Reputation: 969
I am using k-fold cross validation to compute the optimal value of Additive Smoothing parameter alpha. Also, I want to plot the curves of training accuracy and validation accuracy against the values of alpha. I wrote a code for that:
alphas = list(np.arange(0.0001, 1.5000, 0.0001))
#empty lists that stores cv scores and training_scores
cv_scores = []
training_scores = []
#perform k fold cross validation
for alpha in alphas:
naive_bayes = MultinomialNB(alpha=alpha)
scores = cross_val_score(naive_bayes, x_train_counts, y_train, cv=20, scoring='accuracy')
scores_training = naive_bayes.fit(x_train_counts, y_train).score(x_train_counts, y_train)
cv_scores.append(scores.mean())
training_scores.append(scores_training)
#plot cross-validated score, training score vs alpha
plt.plot(alphas, cv_scores, 'r')
plt.plot(alphas, training_scores, 'b')
plt.xlabel('alpha')
plt.ylabel('score')
Is this the correct way to implement this?
Upvotes: 0
Views: 1362
Reputation: 514
Depending on whether you want to tweak other model hyper parameters it may be easier to use what is called a grid search.
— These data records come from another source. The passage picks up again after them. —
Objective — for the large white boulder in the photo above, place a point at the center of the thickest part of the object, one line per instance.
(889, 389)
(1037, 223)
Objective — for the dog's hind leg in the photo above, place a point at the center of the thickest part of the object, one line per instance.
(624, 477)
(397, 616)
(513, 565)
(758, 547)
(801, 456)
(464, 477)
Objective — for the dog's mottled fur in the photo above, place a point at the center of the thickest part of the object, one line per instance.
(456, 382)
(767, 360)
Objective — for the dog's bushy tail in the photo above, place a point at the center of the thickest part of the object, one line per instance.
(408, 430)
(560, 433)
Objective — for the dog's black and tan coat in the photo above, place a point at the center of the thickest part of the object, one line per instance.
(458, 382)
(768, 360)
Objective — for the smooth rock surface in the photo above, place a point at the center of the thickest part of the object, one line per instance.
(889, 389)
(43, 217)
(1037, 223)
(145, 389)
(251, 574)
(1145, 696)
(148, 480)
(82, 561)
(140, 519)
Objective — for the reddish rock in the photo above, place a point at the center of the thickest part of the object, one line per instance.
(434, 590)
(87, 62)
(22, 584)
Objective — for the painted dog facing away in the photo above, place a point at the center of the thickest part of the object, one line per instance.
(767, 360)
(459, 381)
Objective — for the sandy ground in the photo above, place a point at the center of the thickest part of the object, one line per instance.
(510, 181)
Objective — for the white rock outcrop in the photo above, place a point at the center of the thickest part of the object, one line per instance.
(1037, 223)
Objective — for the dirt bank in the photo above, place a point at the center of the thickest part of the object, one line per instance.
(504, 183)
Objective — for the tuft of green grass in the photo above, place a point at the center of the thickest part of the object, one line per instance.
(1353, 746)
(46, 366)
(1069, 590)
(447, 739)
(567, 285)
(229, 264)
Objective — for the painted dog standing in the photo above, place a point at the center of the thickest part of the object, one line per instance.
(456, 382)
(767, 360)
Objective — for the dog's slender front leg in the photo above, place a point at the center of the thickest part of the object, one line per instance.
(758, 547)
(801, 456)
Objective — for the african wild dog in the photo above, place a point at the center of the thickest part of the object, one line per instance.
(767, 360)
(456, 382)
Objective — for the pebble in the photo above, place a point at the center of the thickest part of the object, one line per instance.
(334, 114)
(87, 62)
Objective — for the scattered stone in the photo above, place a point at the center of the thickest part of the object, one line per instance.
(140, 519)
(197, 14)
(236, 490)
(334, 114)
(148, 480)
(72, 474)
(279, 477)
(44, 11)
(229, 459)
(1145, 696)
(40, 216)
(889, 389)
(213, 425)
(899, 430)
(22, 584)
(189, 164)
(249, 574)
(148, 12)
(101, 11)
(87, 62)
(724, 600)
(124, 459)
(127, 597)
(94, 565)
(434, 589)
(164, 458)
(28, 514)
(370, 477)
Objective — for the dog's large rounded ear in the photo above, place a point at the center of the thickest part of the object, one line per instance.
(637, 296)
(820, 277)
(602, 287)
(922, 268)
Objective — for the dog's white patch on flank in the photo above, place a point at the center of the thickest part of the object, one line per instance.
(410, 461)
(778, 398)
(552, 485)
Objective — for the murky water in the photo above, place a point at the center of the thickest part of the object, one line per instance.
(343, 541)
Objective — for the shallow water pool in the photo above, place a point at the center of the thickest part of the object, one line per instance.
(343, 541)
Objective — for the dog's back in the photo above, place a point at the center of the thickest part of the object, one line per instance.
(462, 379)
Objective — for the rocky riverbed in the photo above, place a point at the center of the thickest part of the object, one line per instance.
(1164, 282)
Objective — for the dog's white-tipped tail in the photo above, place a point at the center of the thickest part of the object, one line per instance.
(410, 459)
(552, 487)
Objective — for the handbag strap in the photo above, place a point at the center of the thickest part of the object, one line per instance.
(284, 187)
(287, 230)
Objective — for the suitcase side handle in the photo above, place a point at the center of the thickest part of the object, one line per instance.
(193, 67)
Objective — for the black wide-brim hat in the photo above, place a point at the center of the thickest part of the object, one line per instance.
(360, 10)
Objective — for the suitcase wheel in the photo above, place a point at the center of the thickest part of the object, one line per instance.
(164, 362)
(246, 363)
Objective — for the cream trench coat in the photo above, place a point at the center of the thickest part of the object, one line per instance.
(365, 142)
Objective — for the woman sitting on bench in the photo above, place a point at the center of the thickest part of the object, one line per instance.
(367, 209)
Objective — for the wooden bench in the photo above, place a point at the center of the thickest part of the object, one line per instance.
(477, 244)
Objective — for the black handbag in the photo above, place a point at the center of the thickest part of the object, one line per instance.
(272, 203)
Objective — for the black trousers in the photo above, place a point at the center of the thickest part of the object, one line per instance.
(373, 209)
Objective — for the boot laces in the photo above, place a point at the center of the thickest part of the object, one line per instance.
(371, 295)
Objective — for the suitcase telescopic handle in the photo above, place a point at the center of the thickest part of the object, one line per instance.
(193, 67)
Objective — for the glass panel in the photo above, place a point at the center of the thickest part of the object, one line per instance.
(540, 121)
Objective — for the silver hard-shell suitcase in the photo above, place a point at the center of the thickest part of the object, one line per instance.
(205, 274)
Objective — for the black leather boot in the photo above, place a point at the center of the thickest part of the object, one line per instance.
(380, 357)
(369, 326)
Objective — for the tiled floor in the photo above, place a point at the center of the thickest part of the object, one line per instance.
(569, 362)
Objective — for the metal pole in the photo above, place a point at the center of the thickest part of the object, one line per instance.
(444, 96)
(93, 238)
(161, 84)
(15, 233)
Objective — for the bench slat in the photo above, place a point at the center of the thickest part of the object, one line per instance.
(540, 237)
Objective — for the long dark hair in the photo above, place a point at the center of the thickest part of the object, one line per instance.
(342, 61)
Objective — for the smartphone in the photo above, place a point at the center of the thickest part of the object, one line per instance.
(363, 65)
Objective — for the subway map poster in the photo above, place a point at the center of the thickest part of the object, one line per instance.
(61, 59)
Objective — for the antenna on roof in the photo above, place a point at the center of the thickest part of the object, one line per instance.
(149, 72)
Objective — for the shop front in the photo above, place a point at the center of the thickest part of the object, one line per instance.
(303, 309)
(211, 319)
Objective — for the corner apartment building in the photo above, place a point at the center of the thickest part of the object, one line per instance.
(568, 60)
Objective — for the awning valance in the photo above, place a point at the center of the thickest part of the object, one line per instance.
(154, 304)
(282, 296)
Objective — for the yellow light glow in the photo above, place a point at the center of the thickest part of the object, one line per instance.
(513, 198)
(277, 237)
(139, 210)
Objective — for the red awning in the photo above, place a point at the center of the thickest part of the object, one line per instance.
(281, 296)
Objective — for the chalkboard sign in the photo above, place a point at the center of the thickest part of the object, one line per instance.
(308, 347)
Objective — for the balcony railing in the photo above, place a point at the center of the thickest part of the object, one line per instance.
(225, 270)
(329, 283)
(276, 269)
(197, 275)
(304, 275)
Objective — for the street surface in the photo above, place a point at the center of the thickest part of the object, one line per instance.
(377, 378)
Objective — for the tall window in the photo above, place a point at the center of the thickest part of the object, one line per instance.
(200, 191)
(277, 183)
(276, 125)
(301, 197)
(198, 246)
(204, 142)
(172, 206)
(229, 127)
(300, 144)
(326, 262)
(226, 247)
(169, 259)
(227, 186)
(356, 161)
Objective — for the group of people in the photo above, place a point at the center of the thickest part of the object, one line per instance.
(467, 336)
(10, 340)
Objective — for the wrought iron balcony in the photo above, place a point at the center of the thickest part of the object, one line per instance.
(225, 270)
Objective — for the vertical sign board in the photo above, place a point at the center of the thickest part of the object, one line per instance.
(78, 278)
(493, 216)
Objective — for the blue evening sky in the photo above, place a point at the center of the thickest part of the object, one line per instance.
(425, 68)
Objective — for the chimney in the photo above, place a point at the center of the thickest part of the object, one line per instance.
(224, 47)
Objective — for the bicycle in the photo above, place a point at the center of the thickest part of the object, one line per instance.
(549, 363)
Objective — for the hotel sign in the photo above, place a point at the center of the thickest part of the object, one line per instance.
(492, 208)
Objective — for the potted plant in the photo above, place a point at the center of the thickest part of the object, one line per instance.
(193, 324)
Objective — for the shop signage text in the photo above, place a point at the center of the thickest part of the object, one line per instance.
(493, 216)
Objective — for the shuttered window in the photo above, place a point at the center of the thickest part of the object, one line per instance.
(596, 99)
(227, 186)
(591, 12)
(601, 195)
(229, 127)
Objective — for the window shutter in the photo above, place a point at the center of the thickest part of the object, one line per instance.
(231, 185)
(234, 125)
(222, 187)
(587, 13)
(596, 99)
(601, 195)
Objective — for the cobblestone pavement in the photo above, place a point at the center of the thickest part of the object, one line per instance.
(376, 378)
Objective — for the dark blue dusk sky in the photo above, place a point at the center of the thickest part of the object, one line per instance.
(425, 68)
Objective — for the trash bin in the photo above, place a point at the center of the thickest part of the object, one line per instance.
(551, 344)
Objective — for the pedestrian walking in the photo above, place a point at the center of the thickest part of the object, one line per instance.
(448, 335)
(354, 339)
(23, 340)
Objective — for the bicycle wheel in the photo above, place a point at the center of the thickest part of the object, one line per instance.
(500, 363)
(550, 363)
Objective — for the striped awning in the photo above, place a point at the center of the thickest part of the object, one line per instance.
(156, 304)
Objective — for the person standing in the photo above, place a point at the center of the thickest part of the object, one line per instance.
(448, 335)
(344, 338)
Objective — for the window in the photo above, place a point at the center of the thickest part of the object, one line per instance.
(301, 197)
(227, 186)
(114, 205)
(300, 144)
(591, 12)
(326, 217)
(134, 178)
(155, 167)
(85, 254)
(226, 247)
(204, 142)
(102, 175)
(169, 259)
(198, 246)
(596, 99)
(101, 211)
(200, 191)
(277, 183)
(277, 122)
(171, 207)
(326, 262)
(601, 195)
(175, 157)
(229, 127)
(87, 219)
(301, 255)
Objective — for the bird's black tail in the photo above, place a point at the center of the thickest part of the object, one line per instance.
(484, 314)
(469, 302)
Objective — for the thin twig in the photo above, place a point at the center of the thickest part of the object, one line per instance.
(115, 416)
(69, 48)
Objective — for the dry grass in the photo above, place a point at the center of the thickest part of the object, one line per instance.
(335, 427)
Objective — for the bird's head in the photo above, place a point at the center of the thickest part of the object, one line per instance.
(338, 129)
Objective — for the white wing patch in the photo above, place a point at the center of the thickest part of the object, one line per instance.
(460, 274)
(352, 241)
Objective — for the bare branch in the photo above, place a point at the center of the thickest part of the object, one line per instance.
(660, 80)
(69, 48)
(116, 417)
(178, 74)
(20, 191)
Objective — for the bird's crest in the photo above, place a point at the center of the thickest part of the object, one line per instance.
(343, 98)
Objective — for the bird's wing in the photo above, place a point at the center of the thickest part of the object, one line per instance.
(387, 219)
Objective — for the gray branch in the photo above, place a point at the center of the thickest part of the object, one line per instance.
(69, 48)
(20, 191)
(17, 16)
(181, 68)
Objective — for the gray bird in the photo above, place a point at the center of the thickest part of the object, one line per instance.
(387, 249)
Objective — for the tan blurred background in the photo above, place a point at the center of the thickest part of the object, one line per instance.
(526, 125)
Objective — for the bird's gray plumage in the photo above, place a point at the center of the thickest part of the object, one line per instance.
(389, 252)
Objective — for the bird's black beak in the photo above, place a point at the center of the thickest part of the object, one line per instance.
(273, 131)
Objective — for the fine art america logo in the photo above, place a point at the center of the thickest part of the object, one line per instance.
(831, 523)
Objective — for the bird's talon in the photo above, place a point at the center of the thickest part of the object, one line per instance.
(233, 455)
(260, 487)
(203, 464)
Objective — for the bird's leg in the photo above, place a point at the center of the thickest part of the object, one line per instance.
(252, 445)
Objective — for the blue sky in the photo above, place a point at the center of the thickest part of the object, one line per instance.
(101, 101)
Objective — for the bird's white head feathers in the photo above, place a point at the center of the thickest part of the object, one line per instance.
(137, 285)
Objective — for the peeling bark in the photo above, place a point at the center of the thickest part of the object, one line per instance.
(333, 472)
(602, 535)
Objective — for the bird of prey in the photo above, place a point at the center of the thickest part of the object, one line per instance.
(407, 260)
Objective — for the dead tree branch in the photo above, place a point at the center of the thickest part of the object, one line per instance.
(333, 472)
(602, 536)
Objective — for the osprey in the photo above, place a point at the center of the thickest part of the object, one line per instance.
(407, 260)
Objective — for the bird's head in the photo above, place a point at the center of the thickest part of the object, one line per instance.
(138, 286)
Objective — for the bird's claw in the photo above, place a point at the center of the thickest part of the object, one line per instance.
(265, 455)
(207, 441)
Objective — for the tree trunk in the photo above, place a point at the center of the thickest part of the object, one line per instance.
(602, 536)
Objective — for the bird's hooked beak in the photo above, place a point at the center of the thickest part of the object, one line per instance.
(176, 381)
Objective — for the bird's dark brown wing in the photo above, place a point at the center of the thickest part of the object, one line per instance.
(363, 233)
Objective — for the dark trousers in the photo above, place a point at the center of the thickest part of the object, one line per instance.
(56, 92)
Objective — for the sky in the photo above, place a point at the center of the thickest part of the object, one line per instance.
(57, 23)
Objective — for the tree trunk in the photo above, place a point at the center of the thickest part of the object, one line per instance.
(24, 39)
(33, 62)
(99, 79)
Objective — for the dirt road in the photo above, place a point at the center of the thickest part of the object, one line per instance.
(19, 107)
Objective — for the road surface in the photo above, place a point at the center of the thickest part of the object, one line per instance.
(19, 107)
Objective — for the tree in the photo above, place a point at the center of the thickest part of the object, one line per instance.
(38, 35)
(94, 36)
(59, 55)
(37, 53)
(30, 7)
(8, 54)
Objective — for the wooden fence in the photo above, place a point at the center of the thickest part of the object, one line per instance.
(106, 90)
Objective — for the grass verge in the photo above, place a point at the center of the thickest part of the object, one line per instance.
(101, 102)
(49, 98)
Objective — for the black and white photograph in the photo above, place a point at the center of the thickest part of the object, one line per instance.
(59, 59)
Using this, you can tweak extra hyper parameters in a simpler way and training scores are available for you. See my below implementation.
parameters = {'alpha':[0.0001, 1.5000, 0.0001]}
classifier = GridSearchCV(MultinomialNB(), parameters, cv=20)
clf.fit(x_train, y_train)
print('Mean train set score: {}'.format(clf.cv_results_['mean_train_score']))
Upvotes: 1